Teacher who may never work again after assault gets £850k payout

The compensation is understood to be one of the largest single payouts made to an education professional

The compensation is understood to be one of the largest single payouts made to an education professional

NASUWT teachers vaccine pay

A teacher who is unlikely to work in the profession again as a result of being assaulted by a pupil received a £850,000 payout from his academy trust last year, it has been revealed.

The NASUWT teachers’ union said the settlement – believed to be one of the highest such payouts for an education professional – was secured for one of its members in 2021.

Overall, the union said it won over £14.8 million for its members last year in legal cases covering issues like unfair dismissal, redundancy, discrimination, bullying, health and safety and personal injury,

The figures are published annually to coincide with NASUWT’s annual conference, which will take place in Birmingham this weekend.

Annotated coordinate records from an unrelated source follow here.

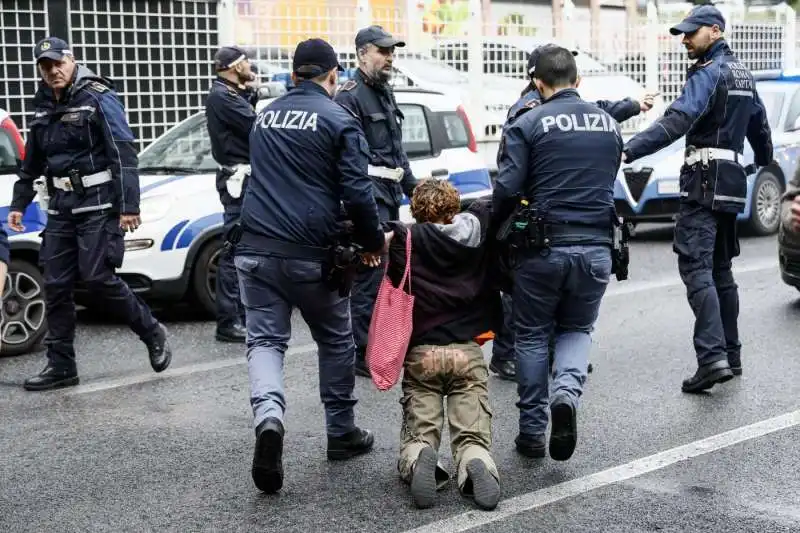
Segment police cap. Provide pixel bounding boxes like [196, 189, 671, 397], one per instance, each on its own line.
[528, 43, 578, 77]
[292, 39, 344, 78]
[214, 46, 247, 70]
[669, 5, 725, 35]
[356, 26, 406, 48]
[33, 37, 72, 63]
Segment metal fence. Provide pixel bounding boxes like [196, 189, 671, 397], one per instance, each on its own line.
[0, 0, 219, 149]
[0, 0, 48, 137]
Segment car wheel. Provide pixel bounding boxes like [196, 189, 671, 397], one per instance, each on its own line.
[748, 172, 783, 235]
[192, 239, 222, 317]
[0, 259, 47, 356]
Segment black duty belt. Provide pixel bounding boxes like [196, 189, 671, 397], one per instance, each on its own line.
[238, 231, 330, 261]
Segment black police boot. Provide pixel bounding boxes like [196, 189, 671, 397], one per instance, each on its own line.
[549, 396, 578, 461]
[489, 357, 517, 381]
[411, 446, 438, 509]
[251, 417, 284, 494]
[728, 353, 742, 376]
[328, 428, 375, 461]
[681, 359, 733, 394]
[145, 324, 172, 372]
[23, 363, 80, 391]
[514, 433, 547, 459]
[356, 348, 372, 378]
[215, 324, 247, 344]
[461, 459, 500, 511]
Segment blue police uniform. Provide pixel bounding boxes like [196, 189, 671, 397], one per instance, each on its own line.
[334, 26, 417, 376]
[234, 39, 384, 492]
[493, 89, 622, 459]
[489, 85, 642, 380]
[9, 38, 171, 390]
[625, 6, 772, 392]
[206, 47, 258, 342]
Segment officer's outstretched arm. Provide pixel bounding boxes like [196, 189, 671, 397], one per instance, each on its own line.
[594, 98, 642, 122]
[625, 66, 722, 163]
[337, 127, 384, 252]
[90, 89, 139, 215]
[492, 121, 530, 218]
[8, 132, 45, 213]
[747, 89, 773, 167]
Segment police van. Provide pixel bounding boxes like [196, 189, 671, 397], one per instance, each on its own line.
[0, 84, 492, 355]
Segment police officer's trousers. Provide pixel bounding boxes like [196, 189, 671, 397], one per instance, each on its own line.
[216, 199, 244, 329]
[350, 200, 400, 351]
[673, 202, 741, 365]
[513, 245, 611, 436]
[234, 255, 356, 437]
[39, 212, 159, 370]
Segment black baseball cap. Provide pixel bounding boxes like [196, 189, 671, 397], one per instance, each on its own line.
[214, 46, 247, 70]
[528, 43, 578, 76]
[669, 5, 725, 35]
[292, 39, 344, 78]
[33, 37, 72, 63]
[356, 26, 406, 48]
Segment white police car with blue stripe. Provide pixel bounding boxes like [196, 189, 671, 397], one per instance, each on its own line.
[0, 85, 492, 353]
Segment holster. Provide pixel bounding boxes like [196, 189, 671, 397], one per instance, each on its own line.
[67, 169, 86, 196]
[323, 242, 361, 298]
[611, 216, 631, 281]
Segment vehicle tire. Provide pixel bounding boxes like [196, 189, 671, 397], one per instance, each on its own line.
[192, 237, 222, 317]
[747, 171, 783, 236]
[0, 259, 47, 356]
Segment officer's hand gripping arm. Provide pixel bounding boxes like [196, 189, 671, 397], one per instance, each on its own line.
[492, 122, 530, 220]
[594, 98, 642, 122]
[337, 121, 384, 252]
[625, 69, 721, 163]
[747, 90, 773, 167]
[93, 91, 139, 215]
[9, 131, 45, 213]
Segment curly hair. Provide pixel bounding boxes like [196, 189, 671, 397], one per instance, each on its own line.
[411, 179, 461, 224]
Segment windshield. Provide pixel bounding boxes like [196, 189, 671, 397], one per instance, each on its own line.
[395, 57, 468, 85]
[139, 113, 217, 173]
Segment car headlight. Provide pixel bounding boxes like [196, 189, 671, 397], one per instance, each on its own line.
[139, 194, 175, 224]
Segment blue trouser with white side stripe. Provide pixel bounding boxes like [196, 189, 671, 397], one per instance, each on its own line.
[234, 255, 356, 437]
[513, 245, 611, 435]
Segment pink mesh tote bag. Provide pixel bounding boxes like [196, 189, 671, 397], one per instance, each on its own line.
[367, 227, 414, 391]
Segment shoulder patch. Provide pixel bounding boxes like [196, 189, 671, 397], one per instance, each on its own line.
[89, 81, 108, 93]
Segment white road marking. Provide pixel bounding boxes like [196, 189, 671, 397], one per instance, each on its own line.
[64, 343, 317, 396]
[405, 410, 800, 533]
[603, 259, 778, 298]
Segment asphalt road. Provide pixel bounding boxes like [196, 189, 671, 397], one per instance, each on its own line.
[0, 227, 800, 533]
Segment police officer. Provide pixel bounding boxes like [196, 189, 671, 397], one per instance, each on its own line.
[625, 5, 772, 393]
[492, 47, 622, 460]
[489, 44, 658, 381]
[206, 46, 258, 343]
[235, 39, 386, 493]
[8, 37, 172, 391]
[335, 26, 417, 377]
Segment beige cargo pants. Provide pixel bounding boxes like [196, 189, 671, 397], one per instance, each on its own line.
[397, 342, 500, 489]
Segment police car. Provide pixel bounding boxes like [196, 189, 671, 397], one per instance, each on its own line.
[0, 84, 492, 355]
[614, 71, 800, 235]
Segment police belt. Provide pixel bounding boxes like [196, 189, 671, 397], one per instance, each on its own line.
[51, 170, 111, 192]
[685, 148, 744, 166]
[367, 165, 405, 183]
[545, 224, 613, 246]
[237, 230, 330, 261]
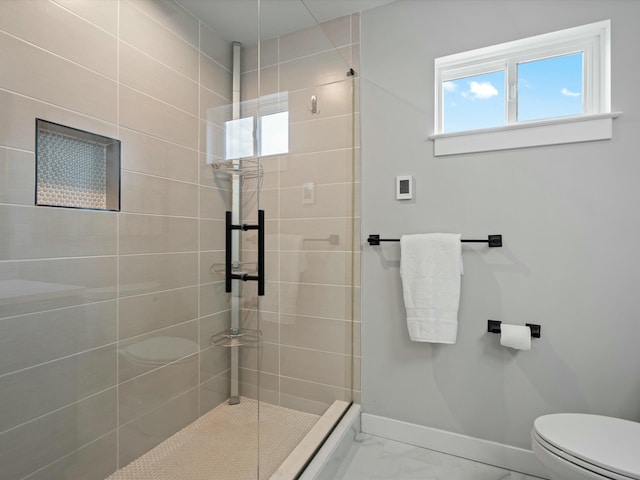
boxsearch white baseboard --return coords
[361,413,548,478]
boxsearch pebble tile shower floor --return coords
[107,398,320,480]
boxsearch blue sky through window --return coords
[442,71,505,133]
[443,53,583,133]
[518,53,582,122]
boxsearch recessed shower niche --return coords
[36,118,120,211]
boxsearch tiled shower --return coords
[0,0,360,480]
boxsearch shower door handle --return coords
[224,212,233,293]
[224,210,265,296]
[258,210,264,297]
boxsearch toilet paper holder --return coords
[487,320,542,338]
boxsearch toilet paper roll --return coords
[500,323,531,350]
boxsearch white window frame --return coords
[429,20,620,155]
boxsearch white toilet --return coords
[531,413,640,480]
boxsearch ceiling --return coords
[176,0,395,45]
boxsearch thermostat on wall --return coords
[396,175,413,200]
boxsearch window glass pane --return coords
[442,71,505,133]
[224,117,253,160]
[518,53,583,122]
[260,112,289,156]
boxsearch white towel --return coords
[400,233,462,343]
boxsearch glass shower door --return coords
[246,0,359,478]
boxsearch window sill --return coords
[429,112,622,157]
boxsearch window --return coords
[431,20,615,155]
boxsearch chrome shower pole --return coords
[229,42,242,405]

The amount won last year was more than the £11.7 million secured in 2020, but less than the £14.9 million won in 2019.

However, the £850,000 single payout to one unnamed teacher is thought to be one of the highest in recent years. The union said the amount reflected the “severity of the injuries and career-long losses”.

Teacher ‘punched in the face and kicked’

The teacher was punched in the face and kicked by a pupil during a science lesson in a London school in 2017. The pupil was not supposed to be in the lesson as a result of “previous disruptive and violent behaviour”, the union said.

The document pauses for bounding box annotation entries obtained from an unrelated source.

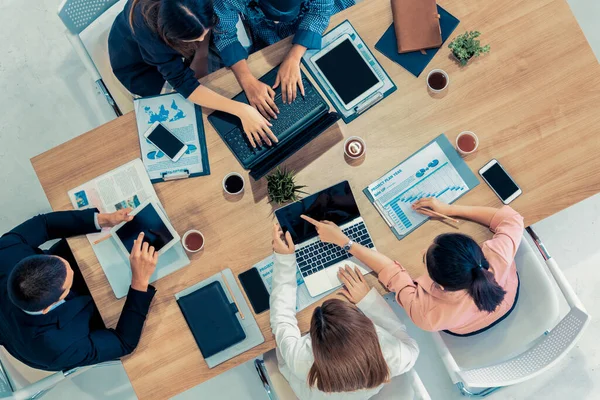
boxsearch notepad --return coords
[177,282,246,358]
[375,6,459,76]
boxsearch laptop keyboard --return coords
[296,222,374,277]
[224,79,323,161]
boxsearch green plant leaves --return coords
[266,167,307,204]
[448,31,490,66]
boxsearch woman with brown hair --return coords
[270,225,419,400]
[108,0,277,147]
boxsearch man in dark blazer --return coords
[0,209,158,371]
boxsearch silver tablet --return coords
[110,200,180,257]
[310,33,383,110]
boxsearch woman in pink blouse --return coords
[303,198,523,336]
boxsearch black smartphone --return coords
[238,268,269,314]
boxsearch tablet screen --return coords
[116,204,173,253]
[275,181,360,244]
[315,39,379,104]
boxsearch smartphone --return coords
[238,268,269,314]
[144,122,187,162]
[479,159,522,204]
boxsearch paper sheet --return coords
[367,142,469,235]
[68,158,160,244]
[134,93,205,180]
[68,158,190,298]
[254,255,336,312]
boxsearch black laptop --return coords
[208,67,339,180]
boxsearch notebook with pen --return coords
[177,282,246,358]
[175,268,265,368]
[392,0,442,53]
[375,5,460,77]
[363,134,479,240]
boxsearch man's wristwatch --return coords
[344,239,354,251]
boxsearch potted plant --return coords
[267,167,306,204]
[448,31,490,66]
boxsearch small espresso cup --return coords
[344,136,367,160]
[223,172,246,195]
[427,69,450,93]
[456,131,479,156]
[181,229,206,253]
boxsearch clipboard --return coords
[302,20,397,124]
[134,93,210,183]
[363,134,479,240]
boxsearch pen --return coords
[373,200,394,228]
[92,235,111,246]
[419,207,458,224]
[221,272,244,319]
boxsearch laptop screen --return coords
[275,181,360,244]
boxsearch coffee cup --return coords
[223,172,245,195]
[181,229,205,253]
[456,131,479,156]
[344,136,367,160]
[427,69,450,93]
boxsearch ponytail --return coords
[426,233,506,313]
[468,258,506,313]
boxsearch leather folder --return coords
[177,282,246,359]
[391,0,442,53]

He sustained “numerous physical and psychological injuries as a result of the attack”, including a head injury, tinnitus, hearing loss, bruising and back and ankle injuries. He also suffered from post-traumatic stress disorder and severe depressive disorder.

The union said he had been unable to work since the attack “and medical experts have concluded the impact of his injuries means he is unlikely to ever be able to return to working as a teacher”.

The teacher and his employer have not been named for legal reasons, but NASUWT said he worked for an academy trust.

Dr Patrick Roach, general secretary of NASUWT, said the cases the union handled were “only likely to represent the tip of the iceberg”.

“There is no doubt that many other teachers will have been driven out of the profession without proper redress for poor, discriminatory or unfair treatment because they were too fearful to come forward or believed nothing could be done.

“Too many employers believe they can act with impunity as the government fails to take any action to secure compliance with employment law or health and safety legislation, allowing poor employment practices to flourish.”